Depreciation Notices
--------------------

 - In ``natsort`` version 4.0.0, the ``number_type``, ``signed``, ``exp``,
   ``as_path``, and ``py3_safe`` options will be removed from the (documented)
   API, in favor of the ``alg`` option and ``ns`` enum.  They will remain as
   keyword-only arguments after that (for the foreseeable future).
 - In ``natsort`` version 4.0.0, the ``natsort_key`` function will be removed
   from the public API.  All future development should use ``natsort_keygen``
   in preparation for this.
 - In ``natsort`` version 3.1.0, the shell script changed how it interpreted
   input; previously, all input was assumed to be a filepath, but as of 3.1.0
   input is just treated as a string.  For most cases the results are the same.
 
   - As of ``natsort`` version 3.4.0, a ``--path`` option has been added to
     force the shell script to interpret the input as filepaths. 

Author
------

Seth M. Morton

History
-------

These are the last three entries of the changelog.  See the package documentation
for the complete `changelog <http://pythonhosted.org//natsort/changelog.html>`_.

09-02-2014 v. 3.5.0
'''''''''''''''''''

    - Added the 'alg' argument to the 'natsort' functions.  This argument
      accepts an enum that is used to indicate the options the user wishes
      to use.  The 'number_type', 'signed', 'exp', 'as_path', and 'py3_safe'
      options are being depreciated and will become (undocumented)
      keyword-only options in natsort version 4.0.0.
    - The user can now modify how 'natsort' handles the case of non-numeric
      characters.
    - The user can now instruct 'natsort' to use locale-aware sorting, which
      allows 'natsort' to perform true "human sorting".

      - The `humansorted` convenience function has been included to make this
        easier.

    - Updated shell script with locale functionality.

08-12-2014 v. 3.4.1
'''''''''''''''''''

    - 'natsort' will now use the 'fastnumbers' module if it is installed.
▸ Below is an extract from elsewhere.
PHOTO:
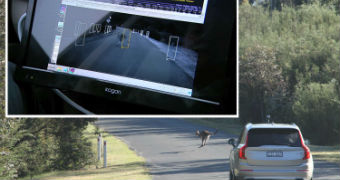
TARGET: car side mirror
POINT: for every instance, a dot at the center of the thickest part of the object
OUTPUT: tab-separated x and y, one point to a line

This
      gives up to an extra 30% boost in speed over the previous performance
      enhancements.
    - Made documentation point to more 'natsort' resources, and also added a
      new example in the examples section.

07-19-2014 v. 3.4.0
'''''''''''''''''''

    - Fixed a bug that caused user's options to the 'natsort_key' to not be
      passed on to recursive calls of 'natsort_key'.
    - Added a 'natsort_keygen' function that will generate a wrapped version
      of 'natsort_key' that is easier to call.  'natsort_key' is now set to
      depreciate at natsort version 4.0.0.
    - Added an 'as_path' option to 'natsorted' & co. that will try to treat
      input strings as filepaths. This will help yield correct results for
      OS-generated inputs like
      ``['/p/q/o.x', '/p/q (1)/o.x', '/p/q (10)/o.x', '/p/q/o (1).x']``.
    - Massive performance enhancements for string input (1.8x-2.0x), at the expense
      of reduction in speed for numeric input (~2.0x).

      - This is a good compromise because the most common input will be strings,
        not numbers, and sorting numbers still only takes 0.6x the time of sorting
        strings.  If you are sorting only numbers, you would use 'sorted' anyway.

    - Added the 'order_by_index' function to help in using the output of
      'index_natsorted' and 'index_versorted'.
    - Added the 'reverse' option to 'natsorted' & co. to make it's API more
      similar to the builtin 'sorted'.
    - Added more unit tests.
    - Added auxiliary test code that helps in profiling and stress-testing.
    - Reworked the documentation, moving most of it to PyPI's hosting platform.
    - Added support for coveralls.io.
    - Entire codebase is now PyFlakes and PEP8 compliant.